Note: this can be destructive as illustrated above.
For instance, if the apo or predicted structures are low quality or contain very different atom annotations than the holo structure, it is very possible that the holo structure will be modified significantly and no longer accurately represent the original structure.
This can be especially pronounced when using both apo and predicted, as any differences between apo and predicted will then propagate to the holo structure equally.
holo_cropped, apo_cropped, pred_cropped = ps.create_masked_bound_unbound_complexes(monomer_types=["apo"], renumber_residues=True)
(
holo_cropped.atom_array.shape[0],
apo_cropped.atom_array.shape[0],
pred_cropped.atom_array.shape[0],
)
(756, 756, 3598)
We specified monomer_types
apo, but got a tuple of structures that included the predicted complex, why?#
In order to address the concern outlined above, unless explicitly requested via monomer_types (default is ["apo", "predicted"]

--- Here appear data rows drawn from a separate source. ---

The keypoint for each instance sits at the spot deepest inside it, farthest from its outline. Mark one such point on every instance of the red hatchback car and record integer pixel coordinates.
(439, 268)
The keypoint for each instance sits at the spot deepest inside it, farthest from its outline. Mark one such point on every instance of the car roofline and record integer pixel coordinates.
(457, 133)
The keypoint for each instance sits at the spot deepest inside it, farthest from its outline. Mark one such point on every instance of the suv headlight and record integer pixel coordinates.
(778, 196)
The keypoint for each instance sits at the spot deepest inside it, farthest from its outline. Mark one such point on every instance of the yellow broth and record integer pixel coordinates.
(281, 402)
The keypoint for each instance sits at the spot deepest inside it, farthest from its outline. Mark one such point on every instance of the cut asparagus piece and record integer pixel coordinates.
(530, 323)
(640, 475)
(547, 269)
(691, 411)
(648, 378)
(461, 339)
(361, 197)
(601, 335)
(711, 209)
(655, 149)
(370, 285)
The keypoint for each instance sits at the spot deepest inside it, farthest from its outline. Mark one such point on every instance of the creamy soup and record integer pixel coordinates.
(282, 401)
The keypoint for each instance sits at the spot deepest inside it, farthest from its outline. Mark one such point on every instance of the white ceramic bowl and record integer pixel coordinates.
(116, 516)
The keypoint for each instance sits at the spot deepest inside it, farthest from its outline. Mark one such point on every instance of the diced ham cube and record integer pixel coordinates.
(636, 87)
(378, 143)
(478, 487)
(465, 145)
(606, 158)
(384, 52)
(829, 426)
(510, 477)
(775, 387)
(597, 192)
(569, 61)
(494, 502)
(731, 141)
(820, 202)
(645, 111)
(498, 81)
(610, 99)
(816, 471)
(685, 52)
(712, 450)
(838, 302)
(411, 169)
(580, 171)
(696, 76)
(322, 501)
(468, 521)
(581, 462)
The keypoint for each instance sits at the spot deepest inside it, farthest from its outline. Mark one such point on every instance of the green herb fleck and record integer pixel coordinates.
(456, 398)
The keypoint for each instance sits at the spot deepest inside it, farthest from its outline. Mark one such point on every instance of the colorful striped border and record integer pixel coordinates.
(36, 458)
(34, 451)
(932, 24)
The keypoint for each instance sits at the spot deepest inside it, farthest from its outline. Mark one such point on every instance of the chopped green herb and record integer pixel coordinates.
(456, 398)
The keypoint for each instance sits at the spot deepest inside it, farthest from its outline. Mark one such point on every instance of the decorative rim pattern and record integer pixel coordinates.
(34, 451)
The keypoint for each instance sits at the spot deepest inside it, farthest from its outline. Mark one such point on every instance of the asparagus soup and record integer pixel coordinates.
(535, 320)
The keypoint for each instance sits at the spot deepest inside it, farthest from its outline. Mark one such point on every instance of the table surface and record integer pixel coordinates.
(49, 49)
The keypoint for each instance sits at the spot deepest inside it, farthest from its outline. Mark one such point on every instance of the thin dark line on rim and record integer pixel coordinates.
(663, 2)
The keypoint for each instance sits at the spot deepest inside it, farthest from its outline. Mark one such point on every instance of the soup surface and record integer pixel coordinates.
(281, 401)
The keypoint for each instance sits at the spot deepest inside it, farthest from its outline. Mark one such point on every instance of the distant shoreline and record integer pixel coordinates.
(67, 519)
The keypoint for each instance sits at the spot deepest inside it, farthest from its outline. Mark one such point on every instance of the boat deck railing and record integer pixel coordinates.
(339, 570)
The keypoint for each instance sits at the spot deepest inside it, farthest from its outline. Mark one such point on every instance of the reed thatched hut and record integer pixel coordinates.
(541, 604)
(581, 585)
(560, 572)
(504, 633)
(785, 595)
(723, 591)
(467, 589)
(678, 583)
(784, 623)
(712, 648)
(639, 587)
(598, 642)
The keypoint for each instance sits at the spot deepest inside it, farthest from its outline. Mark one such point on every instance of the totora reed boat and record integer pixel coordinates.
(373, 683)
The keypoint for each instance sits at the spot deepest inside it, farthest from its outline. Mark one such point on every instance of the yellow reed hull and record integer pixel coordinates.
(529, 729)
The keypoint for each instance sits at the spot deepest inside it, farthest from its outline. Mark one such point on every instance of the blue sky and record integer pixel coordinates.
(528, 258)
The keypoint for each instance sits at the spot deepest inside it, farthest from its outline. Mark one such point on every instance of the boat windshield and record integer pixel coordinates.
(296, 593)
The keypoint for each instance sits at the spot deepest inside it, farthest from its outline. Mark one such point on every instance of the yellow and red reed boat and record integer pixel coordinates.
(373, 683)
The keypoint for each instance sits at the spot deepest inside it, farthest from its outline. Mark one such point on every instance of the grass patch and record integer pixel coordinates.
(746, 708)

), the other monomer type will not be cropped.
Now we have the apo structure and holo structure with identical shapes. What if we wanted to also include the predicted complex?
holo_cropped, apo_cropped, pred_cropped = ps.create_masked_bound_unbound_complexes(monomer_types=["apo", "predicted"], renumber_residues=True)
(
holo_cropped.atom_array.shape[0],
apo_cropped.atom_array.shape[0],
pred_cropped.atom_array.shape[0],
)
(756, 756, 756)
In this case, including the predicted monomer did not further mutate the holo or apo structures. In other systems, it may.